Second, although the justices never saw the actual report, they did know that it was just 17 pages. Did DHS analyze the vetting systems of more than 200 countries in 17 pages across nine security metrics as the president claimed? It certainly did not. Yet the majority justices said that they it would not question DHS's "thoroughness" because "a simple page count offers little insight into the actual substance of the final report"—the very substance that DHS has sought to hide and Cato's lawsuit now seeks to uncover….

Even if the release of the report proves that the Trump Administration lied about its nature to the courts, that wouldn't necessarily mean that Trump v. Hawaii would have come out differently had the justices known the whole truth. The ultradeferential "rational basis" standard under which the majority evaluated the policy might well have led them to rule in favor of the administration anyway. The Court's reasoning was based less on trust in Trump than on an indefensible double standard under which immigration restrictions get far weaker judicial scrutiny than that applied to virtually any other type of government policy.

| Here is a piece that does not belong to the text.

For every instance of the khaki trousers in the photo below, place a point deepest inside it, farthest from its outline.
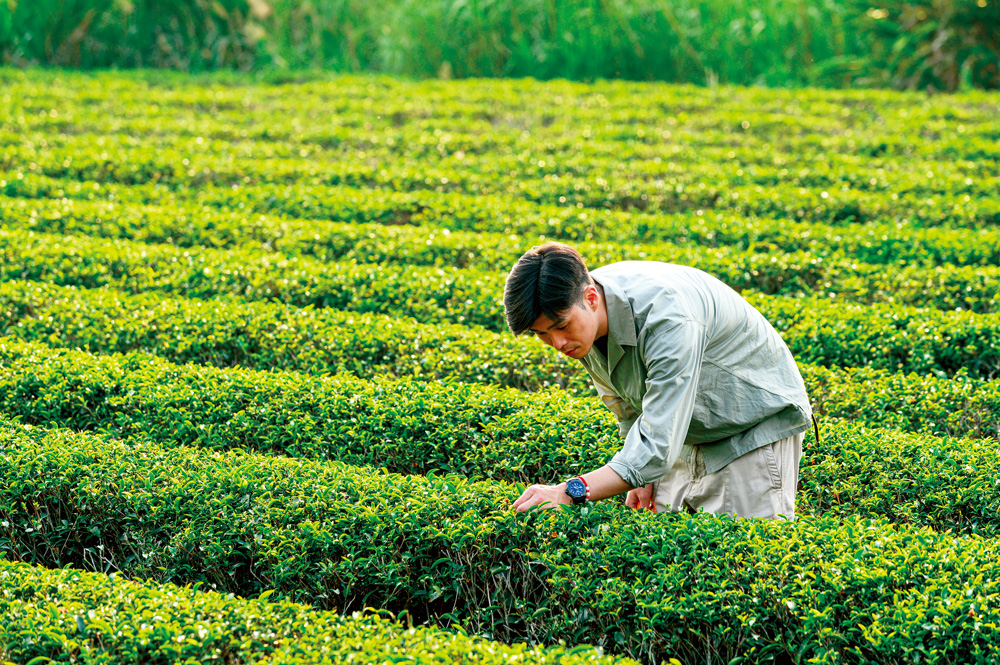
(761, 483)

Still, a rationale based on blatant lies about the contents of a report that doesn't actually do what the government claims it does might potentially have been ruled insufficient even under rational basis. Revelation of mendacity on this scale might even lead at least some conservative justices to impose tougher standards of scrutiny in the future, at least in cases where there is evidence that the government is blatantly lying about its true motives, using national security concerns as a thinly veiled pretext for religious bigotry or some other unconstitutional purpose. In such situations, traditional rationales for deference based on executive branch expertise do not apply, because specialized expertise isn't the real reason for the policy.

And if the administration lawyers who litigated the case knew about the true nature of the report and deliberately misrepresented it in court, they might be subject to sanctions. Under the Federal Rules of Civil Procedure, "fraud" or "misrepresentation" by an "opposing party" can constitute grounds for granting the side that lost a case relief from the court's judgment (though I am not sure whether the losing parties to the travel ban litigation can get any relief at this point, given that the policy has been lifted).

Even if proof of the administration's mendacity would not lead to a different outcome in court, it is at least something the public should know about. I am no FOIA expert, and therefore cannot say whether Cato is likely to win the lawsuit. But DHS should release the travel ban report regardless. If the report includes classified national security information, they can redact that part. But, given its apparently short and perfunctory nature, it's highly unlikely that all or most of the report falls into that category, and neither the Trump nor Biden administration have ever claimed that it does.

NOTE: I am a Cato Institute adjunct scholar (an unpaid external affiliation).

UPDATE: Skeptics may wonder why the Biden DHS is resisting release of the report, if the contents are likely to prove embarrassing to Trump. There is no way to know for sure. But the most obvious possible reason is they do not want to set a precedent for releasing potentially awkward or embarrassing information from Biden's own administration. The Biden people may believe that risk outweighs any short-term political advantage that might be gained here. But if that's their concern, there is an obvious conflict here between the administration's interests and the public interest.